1. Uyuşmazlık ve Hukuki Nitelendirme

Dava; çekişmeli taşınmazın kıyı-kenar çizgisine göre kıyıda kaldığı iddiasına dayalı tapu iptali ve terkin istemine ilişkindir.

2. İlgili Hukuk

Anayasa’nın "Kıyılardan yararlanma" başlıklı 43. maddesi,

3621 sayılı Kıyı Kanunu'nun 4, 5 ve 9. maddeleri,

4721 sayılı Türk Medeni Kanunu'nun 715. ve 999. maddeleri,

13.03.1972 tarihli ve 7/4 sayılı İçtihadı Birleştirme Kararı,

28.11.1997 tarihli ve 5/3 sayılı Yargıtay İçtihadı Birleştirme Kararı,

3402 sayılı Kadastro Kanunu'nun 36/A maddesi.

3. Değerlendirme

1.Dosya içeriği ve toplanan delillerden; Samsun ili, .... ilçesi, .... Mahallesinde bulunan dava konusu 243 parsel sayılı taşınmazın, bilirkişi heyet raporuna göre tamamının kıyı-kenar çizgisi içerisinde kaldığı, 3402 sayılı Kadastro Kanunu'nun 22/a maddesi gereğince yenileme işlemi ile 14.03.2018 tarihinde 145 ada 2 parsel olarak tapuya tescil edildiği anlaşılmaktadır.

2.Temyiz olunan nihai kararların bozulması 6100 sayılı Kanun'un geçici 3/2. maddesinin yollamasıyla 1086 sayılı Hukuk Usulü Muhakemeleri Kanunu'nun (HUMK) uygulanacağı davalar yönünden HUMK'un 428. maddesinde yer alan sebeplerden birinin varlığı halinde mümkündür.

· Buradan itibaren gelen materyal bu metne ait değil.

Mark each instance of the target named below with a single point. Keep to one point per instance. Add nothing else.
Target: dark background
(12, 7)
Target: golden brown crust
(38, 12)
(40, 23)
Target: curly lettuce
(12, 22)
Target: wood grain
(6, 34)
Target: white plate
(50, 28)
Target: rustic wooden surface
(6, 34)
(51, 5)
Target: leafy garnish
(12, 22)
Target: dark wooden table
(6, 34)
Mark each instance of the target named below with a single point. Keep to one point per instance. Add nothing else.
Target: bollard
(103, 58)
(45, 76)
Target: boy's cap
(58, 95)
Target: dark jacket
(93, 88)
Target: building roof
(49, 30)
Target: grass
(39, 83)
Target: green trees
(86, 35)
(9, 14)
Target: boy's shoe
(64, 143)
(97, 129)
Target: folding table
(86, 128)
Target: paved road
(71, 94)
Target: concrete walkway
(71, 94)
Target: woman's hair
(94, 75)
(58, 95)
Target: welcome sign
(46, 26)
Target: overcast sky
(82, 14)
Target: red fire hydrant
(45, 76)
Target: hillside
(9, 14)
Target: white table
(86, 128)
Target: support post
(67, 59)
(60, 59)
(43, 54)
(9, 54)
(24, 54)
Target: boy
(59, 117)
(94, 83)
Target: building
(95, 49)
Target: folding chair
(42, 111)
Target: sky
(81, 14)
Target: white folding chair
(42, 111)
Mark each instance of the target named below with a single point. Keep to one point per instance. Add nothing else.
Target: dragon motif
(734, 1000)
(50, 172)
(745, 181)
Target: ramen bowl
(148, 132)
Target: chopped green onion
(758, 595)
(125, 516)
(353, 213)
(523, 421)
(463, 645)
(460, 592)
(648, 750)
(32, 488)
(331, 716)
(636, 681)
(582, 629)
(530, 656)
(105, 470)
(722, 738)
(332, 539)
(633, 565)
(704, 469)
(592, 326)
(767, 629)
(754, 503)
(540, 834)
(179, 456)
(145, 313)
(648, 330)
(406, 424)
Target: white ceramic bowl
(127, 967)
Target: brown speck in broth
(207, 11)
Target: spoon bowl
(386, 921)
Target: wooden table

3.Temyizen incelenen Mahkeme kararının bozmaya uygun olduğu, kararda ve kararın gerekçesinde hukuk kurallarının somut olaya uygulanmasında bir isabetsizlik bulunmadığı, bozmaya uyulmakla karşı taraf yararına kazanılmış hak durumunu oluşturan yönlerin ise yeniden incelenmesine hukukça imkân bulunmadığı anlaşılmakla; temyiz dilekçesinde ileri sürülen nedenler kararın bozulmasını gerektirecek nitelikte görülmemiştir.

V. KARAR

Açıklanan sebeplerle;

Davacı Hazine vekilinin yerinde görülmeyen tüm temyiz itirazlarının reddi ile usul ve kanuna uygun olan kararın ONANMASINA,

492 sayılı Harçlar Kanunu'nun değişik 13. maddesinin "j" bendi gereğince davacı Hazineden harç alınmasına yer olmadığına,

Dosyanın Çarşamba 2. Asliye Hukuk Mahkemesine gönderilmesine,

1086 sayılı HUMK'un 440/III-1. maddesi uyarınca karar düzeltme yolu kapalı olmak üzere,

02.12.2024 tarihinde oy birliğiyle karar verildi.